Crude oil prices are on the rise again due to increased demand from China and India, reports OilPrice.com citing Bloomberg. Chinese and Indian refineries are now buying more crude than in November. As a result, prices have increased, in some cases by as much as $3,5 per barrel over the benchmarks.
This year, China has been the main driver of oil prices. In the first half of 2020, when oil was at its lowest due to the Saudi-Russian price war and the looming pandemic, China went on a buying spree to build up its reserves. Now Chinese companies are still buying — and pushing prices up — thanks to increased refinery rates. In November, China’s average daily processing rate increase by 3,2% year on year and amounted to record 14,2 million bpd. The country is already on track to surpass the United States as the world’s biggest oil refiner next year or the year after. After adding around 1 million bpd of refining capacity last year, the People’s Republic has another 1,4 million bpd of capacity under construction. However, China’s move towards a more renewable-heavy energy mix makes some analysts doubt that all this capacity will be used.
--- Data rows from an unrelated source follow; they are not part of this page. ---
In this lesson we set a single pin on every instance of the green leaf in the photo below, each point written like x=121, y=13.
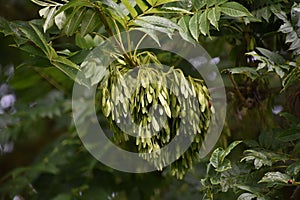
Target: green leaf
x=75, y=4
x=275, y=177
x=174, y=10
x=194, y=26
x=116, y=8
x=48, y=13
x=198, y=4
x=229, y=149
x=234, y=9
x=204, y=23
x=151, y=33
x=152, y=27
x=218, y=162
x=293, y=169
x=60, y=20
x=141, y=5
x=90, y=22
x=66, y=66
x=214, y=16
x=162, y=2
x=246, y=196
x=215, y=157
x=74, y=20
x=161, y=21
x=130, y=8
x=276, y=58
x=36, y=37
x=184, y=30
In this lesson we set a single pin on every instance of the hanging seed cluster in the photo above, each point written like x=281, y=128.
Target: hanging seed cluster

Indian refiners are also operating at full tilt, as gasoline demand has surged amid the pandemic. The reason is a growing number of people choosing to drive their own cars instead of using public transport. The country is boosting its oil refining capacity. Prime Minister Narendra Modi said in November that the government planned to increase India’s refining capacity twofold over the next five years. Currently, India has a refining capacity of 250 million tonnes, or a little more than 5 million bpd.
“Asia is very much driving the market at the moment,” said Energy Aspects analyst Kitt Haines. “We will need the Asian buying momentum to sustain, otherwise things could get weak”, he added. The World Bank expects oil prices to average $44 per barrel in 2021 despite vaccine news, as consumption will remain lower than before the pandemic. Goldman Sachs is more optimistic seeing Brent at $65 per barrel next year.
Even if vaccinations start without delays, it will take months for Europe and the US to recover. Meanwhile, China’s economy has already returned to growth, and India’s GDP is also recovering faster than expected. These two countries together are driving oil prices higher, but the problem is that a stumble for either of them will mean an immediate slump in prices, warns OilPrice.com.